Invoice accuracy and supply chain evidence are critical
The case highlights the importance of ensuring that tax invoices reflect the actual goods supplied. Where transactions involve high-value goods, businesses may need supporting documentation that demonstrates the commercial reality of the purchase, including the identity, source, movement, and nature of the goods.
Higher scrutiny for unusual or high-value transactions
The Comptroller’s position was supported by evidence concerning the taxpayer’s suppliers and upstream suppliers, including doubts about whether those entities had the financial capacity to deal in the goods described. This suggests that businesses claiming input tax on large or atypical transactions should expect greater scrutiny of supplier credibility and transaction substance.
Audit implications
Auditors and tax advisers should consider whether GST input tax claims are supported by sufficient and appropriate evidence. In particular, where inventory or goods are material, high-value, or difficult to verify, audit procedures may need to extend beyond invoice matching to include supply chain corroboration.
Practical issues
- Documentation gaps: Businesses may have export permits, shipping documents, or sales records, but still lack evidence linking the exported goods to the precise goods described in purchase invoices.
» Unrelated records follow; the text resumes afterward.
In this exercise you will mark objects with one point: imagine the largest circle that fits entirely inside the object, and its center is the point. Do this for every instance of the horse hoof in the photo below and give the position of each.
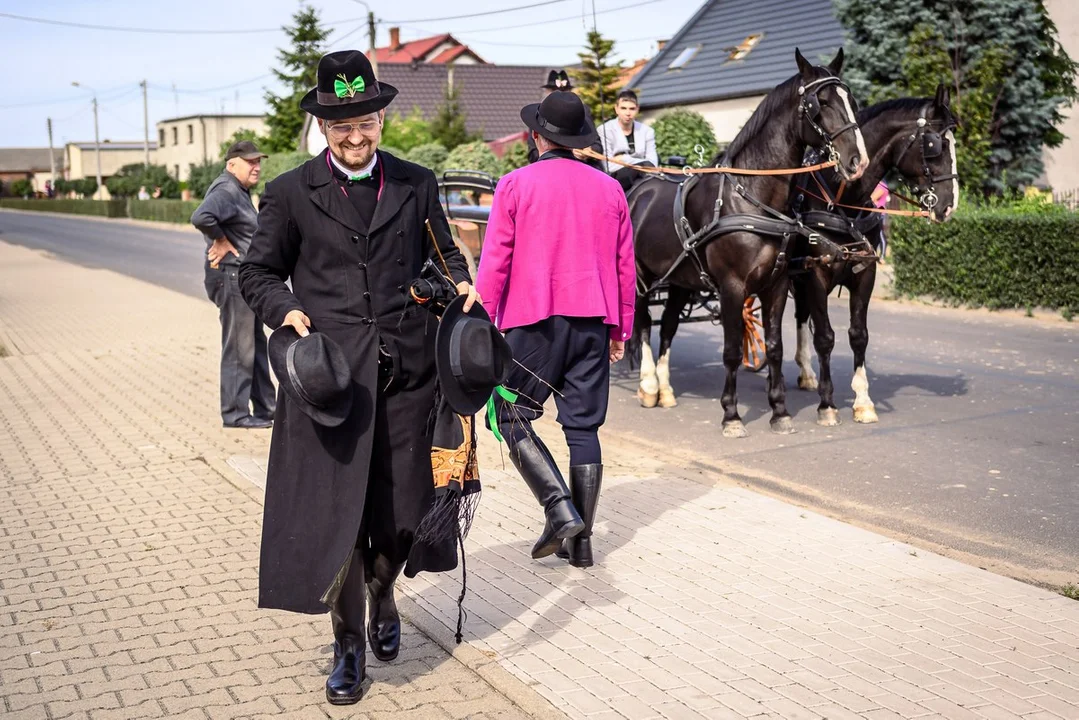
(828, 417)
(735, 429)
(782, 425)
(865, 415)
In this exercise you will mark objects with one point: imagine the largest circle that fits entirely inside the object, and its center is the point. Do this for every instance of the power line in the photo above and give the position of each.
(489, 12)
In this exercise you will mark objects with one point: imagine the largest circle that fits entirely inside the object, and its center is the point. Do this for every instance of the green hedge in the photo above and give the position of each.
(164, 211)
(1020, 256)
(99, 207)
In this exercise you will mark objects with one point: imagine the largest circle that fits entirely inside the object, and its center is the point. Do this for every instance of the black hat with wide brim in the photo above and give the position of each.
(470, 355)
(314, 374)
(346, 87)
(562, 120)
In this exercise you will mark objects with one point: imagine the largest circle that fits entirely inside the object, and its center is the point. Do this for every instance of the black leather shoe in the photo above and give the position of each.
(345, 683)
(384, 624)
(532, 459)
(250, 422)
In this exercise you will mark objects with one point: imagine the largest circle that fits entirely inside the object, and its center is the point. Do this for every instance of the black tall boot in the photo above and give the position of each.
(542, 475)
(585, 483)
(345, 683)
(384, 627)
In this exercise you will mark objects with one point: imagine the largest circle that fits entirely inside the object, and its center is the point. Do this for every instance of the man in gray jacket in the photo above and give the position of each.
(229, 220)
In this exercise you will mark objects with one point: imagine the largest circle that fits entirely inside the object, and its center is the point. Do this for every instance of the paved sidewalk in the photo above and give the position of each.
(127, 568)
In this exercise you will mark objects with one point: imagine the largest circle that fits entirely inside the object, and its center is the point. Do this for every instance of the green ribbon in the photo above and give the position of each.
(344, 89)
(492, 417)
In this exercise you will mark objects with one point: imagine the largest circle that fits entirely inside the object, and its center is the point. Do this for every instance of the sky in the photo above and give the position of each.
(205, 70)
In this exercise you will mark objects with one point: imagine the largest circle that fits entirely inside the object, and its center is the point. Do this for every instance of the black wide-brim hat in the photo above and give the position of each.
(314, 374)
(562, 120)
(346, 87)
(470, 355)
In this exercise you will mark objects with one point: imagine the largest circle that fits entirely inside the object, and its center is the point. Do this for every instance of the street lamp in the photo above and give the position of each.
(97, 143)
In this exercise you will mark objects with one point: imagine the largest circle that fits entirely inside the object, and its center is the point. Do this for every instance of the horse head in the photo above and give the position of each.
(828, 116)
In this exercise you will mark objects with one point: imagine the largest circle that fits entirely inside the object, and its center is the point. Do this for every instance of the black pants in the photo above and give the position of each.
(245, 370)
(572, 355)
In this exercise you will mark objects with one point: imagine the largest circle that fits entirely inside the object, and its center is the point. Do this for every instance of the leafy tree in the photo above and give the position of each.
(448, 127)
(597, 76)
(201, 176)
(474, 155)
(299, 69)
(431, 154)
(406, 133)
(1009, 76)
(680, 132)
(240, 136)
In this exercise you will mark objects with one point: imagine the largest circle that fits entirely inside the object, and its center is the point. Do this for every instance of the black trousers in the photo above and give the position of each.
(570, 355)
(245, 370)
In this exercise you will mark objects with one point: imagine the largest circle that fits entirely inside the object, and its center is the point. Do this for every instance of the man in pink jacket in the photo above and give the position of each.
(557, 270)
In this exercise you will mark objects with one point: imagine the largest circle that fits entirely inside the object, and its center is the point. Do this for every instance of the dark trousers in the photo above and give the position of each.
(245, 370)
(571, 355)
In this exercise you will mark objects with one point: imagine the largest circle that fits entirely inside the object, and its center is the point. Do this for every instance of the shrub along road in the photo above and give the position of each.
(974, 456)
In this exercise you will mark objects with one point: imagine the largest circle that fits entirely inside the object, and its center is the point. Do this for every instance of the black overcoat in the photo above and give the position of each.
(352, 282)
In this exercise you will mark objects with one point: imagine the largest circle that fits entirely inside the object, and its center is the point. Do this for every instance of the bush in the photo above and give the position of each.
(163, 211)
(999, 255)
(476, 157)
(277, 164)
(98, 207)
(679, 132)
(516, 155)
(432, 154)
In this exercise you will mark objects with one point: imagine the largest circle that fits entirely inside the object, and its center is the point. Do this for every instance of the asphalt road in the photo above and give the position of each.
(977, 452)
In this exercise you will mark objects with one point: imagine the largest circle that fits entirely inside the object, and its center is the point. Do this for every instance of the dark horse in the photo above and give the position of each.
(813, 108)
(913, 137)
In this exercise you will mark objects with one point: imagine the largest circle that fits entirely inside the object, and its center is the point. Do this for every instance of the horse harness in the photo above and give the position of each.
(770, 222)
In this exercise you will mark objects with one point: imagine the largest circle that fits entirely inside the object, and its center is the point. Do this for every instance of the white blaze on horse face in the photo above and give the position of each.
(955, 175)
(858, 131)
(664, 370)
(650, 383)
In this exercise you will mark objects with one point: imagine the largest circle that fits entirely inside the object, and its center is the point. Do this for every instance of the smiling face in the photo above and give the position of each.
(353, 140)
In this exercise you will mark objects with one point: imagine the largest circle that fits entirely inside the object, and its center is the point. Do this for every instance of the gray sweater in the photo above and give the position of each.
(227, 212)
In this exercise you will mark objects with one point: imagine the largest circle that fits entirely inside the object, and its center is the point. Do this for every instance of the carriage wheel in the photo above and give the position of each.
(753, 351)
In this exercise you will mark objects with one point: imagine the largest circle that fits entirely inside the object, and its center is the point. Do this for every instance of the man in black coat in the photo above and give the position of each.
(349, 229)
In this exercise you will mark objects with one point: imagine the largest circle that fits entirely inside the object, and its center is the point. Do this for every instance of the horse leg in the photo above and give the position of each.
(823, 342)
(773, 302)
(647, 392)
(732, 299)
(860, 294)
(677, 298)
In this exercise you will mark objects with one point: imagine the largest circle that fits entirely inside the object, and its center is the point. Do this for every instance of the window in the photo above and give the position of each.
(684, 57)
(742, 49)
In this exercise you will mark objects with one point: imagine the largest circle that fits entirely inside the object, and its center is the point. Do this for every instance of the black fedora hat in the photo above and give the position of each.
(558, 80)
(346, 87)
(561, 119)
(470, 355)
(314, 372)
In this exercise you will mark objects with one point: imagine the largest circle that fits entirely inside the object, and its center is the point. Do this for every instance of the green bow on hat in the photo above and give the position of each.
(345, 89)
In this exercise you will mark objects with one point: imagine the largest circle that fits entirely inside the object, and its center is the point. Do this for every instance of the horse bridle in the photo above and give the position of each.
(809, 107)
(932, 146)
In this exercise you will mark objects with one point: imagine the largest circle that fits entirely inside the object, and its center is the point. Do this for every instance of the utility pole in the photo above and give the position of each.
(52, 158)
(146, 124)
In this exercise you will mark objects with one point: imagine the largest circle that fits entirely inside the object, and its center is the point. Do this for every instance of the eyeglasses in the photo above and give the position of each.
(343, 130)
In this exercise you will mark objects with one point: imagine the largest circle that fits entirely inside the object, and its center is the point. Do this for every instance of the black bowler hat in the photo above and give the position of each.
(557, 80)
(346, 87)
(470, 355)
(561, 119)
(314, 372)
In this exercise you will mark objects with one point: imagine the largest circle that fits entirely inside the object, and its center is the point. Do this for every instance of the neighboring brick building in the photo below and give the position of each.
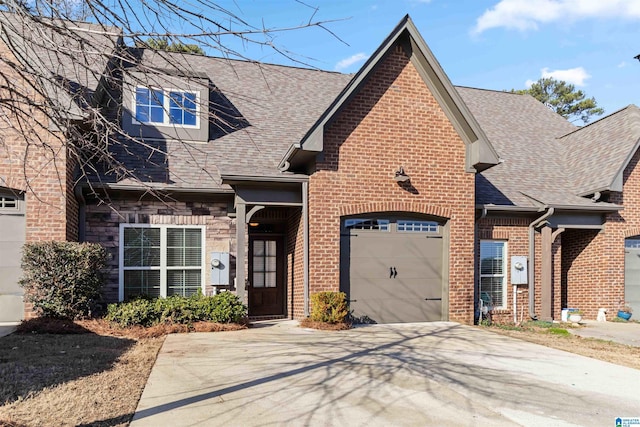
(417, 198)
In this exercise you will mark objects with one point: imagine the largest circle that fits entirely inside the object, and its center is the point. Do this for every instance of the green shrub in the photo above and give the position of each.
(62, 279)
(329, 307)
(222, 308)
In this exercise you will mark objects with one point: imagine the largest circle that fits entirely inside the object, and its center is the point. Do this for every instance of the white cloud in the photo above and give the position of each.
(528, 14)
(353, 59)
(575, 76)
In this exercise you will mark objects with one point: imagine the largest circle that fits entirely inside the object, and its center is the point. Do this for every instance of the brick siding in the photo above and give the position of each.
(393, 120)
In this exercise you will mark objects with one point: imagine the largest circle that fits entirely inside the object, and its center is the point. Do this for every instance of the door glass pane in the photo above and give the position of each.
(258, 248)
(270, 248)
(270, 280)
(258, 279)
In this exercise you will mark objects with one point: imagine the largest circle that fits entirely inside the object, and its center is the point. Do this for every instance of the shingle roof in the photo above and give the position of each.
(277, 105)
(595, 154)
(68, 58)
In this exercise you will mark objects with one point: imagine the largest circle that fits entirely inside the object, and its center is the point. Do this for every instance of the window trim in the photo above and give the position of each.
(163, 267)
(166, 107)
(9, 209)
(503, 303)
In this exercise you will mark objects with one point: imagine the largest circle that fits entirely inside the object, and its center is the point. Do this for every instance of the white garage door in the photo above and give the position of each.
(12, 236)
(391, 269)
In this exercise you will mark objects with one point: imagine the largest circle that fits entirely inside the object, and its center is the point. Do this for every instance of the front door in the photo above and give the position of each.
(266, 272)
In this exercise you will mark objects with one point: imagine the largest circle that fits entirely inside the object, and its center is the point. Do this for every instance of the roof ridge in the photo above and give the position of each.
(246, 61)
(488, 90)
(598, 121)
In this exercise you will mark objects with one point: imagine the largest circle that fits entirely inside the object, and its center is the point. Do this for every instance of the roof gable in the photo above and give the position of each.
(480, 153)
(596, 155)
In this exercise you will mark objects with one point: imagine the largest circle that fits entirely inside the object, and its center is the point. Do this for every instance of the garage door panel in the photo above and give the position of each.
(416, 259)
(397, 310)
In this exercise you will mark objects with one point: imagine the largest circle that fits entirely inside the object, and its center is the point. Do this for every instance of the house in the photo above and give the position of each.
(419, 199)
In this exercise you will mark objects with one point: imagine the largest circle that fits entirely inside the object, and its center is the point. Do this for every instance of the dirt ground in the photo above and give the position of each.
(78, 373)
(608, 351)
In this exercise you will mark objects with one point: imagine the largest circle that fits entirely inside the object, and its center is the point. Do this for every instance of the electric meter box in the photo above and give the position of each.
(219, 268)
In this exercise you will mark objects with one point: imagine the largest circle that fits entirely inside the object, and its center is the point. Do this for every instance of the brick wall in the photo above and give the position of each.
(33, 158)
(515, 231)
(103, 226)
(393, 120)
(295, 265)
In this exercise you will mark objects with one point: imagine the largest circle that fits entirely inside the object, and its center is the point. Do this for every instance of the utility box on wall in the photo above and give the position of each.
(220, 268)
(519, 274)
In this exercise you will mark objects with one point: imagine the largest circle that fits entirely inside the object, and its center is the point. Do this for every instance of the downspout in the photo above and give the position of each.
(532, 264)
(82, 213)
(476, 280)
(305, 244)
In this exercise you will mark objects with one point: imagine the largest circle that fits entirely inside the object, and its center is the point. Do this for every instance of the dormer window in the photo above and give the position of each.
(166, 107)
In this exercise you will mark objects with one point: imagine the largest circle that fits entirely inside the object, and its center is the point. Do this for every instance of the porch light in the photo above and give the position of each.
(401, 175)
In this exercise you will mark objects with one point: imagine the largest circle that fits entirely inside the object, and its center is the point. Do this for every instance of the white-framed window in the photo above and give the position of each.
(493, 273)
(161, 260)
(8, 204)
(166, 107)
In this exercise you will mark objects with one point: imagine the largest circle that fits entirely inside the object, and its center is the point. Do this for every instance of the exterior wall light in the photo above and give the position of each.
(401, 175)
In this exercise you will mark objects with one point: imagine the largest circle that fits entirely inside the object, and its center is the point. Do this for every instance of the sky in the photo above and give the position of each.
(491, 44)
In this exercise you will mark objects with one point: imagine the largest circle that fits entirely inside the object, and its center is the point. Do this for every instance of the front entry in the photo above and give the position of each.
(632, 272)
(266, 276)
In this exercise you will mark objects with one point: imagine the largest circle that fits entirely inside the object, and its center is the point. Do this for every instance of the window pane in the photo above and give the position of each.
(190, 101)
(189, 119)
(142, 114)
(157, 98)
(491, 290)
(270, 280)
(138, 283)
(132, 257)
(258, 247)
(192, 257)
(141, 247)
(175, 236)
(175, 257)
(418, 226)
(183, 282)
(258, 280)
(142, 96)
(367, 224)
(491, 257)
(270, 264)
(175, 116)
(193, 237)
(270, 248)
(157, 114)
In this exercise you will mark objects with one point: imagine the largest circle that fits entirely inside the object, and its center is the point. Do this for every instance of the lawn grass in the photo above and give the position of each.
(78, 373)
(555, 336)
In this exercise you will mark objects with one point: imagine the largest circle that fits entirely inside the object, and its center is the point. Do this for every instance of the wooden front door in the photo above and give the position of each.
(266, 273)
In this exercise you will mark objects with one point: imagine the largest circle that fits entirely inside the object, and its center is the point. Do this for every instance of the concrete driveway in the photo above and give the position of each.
(414, 374)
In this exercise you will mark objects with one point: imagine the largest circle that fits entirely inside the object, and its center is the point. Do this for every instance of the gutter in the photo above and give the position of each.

- Supplier due diligence: Clients may need stronger onboarding and review procedures for suppliers, particularly where transactions are high value, newly established, commercially unusual, or involve multiple intermediaries.
- Reconciling supply chain information: Discrepancies between suppliers’ reported sales and upstream parties’ reported purchases or sales may create GST exposure, even if the taxpayer itself has records of purchase and export.
- Burden of proof: Taxpayers must be prepared to support their claims on the balance of probabilities. Where the Comptroller presents contrary evidence, failure to rebut it may be decisive.
- System and process controls: Accounting and procurement systems should be capable of retaining detailed product descriptions, supplier records, delivery documents, serial numbers where applicable, and evidence of goods movement.
Conclusion
This decision is a reminder that GST input tax claims depend on the substance of the transaction, not merely the existence of invoices or export documentation. Businesses should review their controls over supplier verification, invoice validation, and transaction documentation.
For high-value or unusual goods, firms should consider additional procedures, including enhanced supplier due diligence, reconciliation of purchase and logistics records, and retention of evidence showing that the goods received and supplied match the invoice descriptions.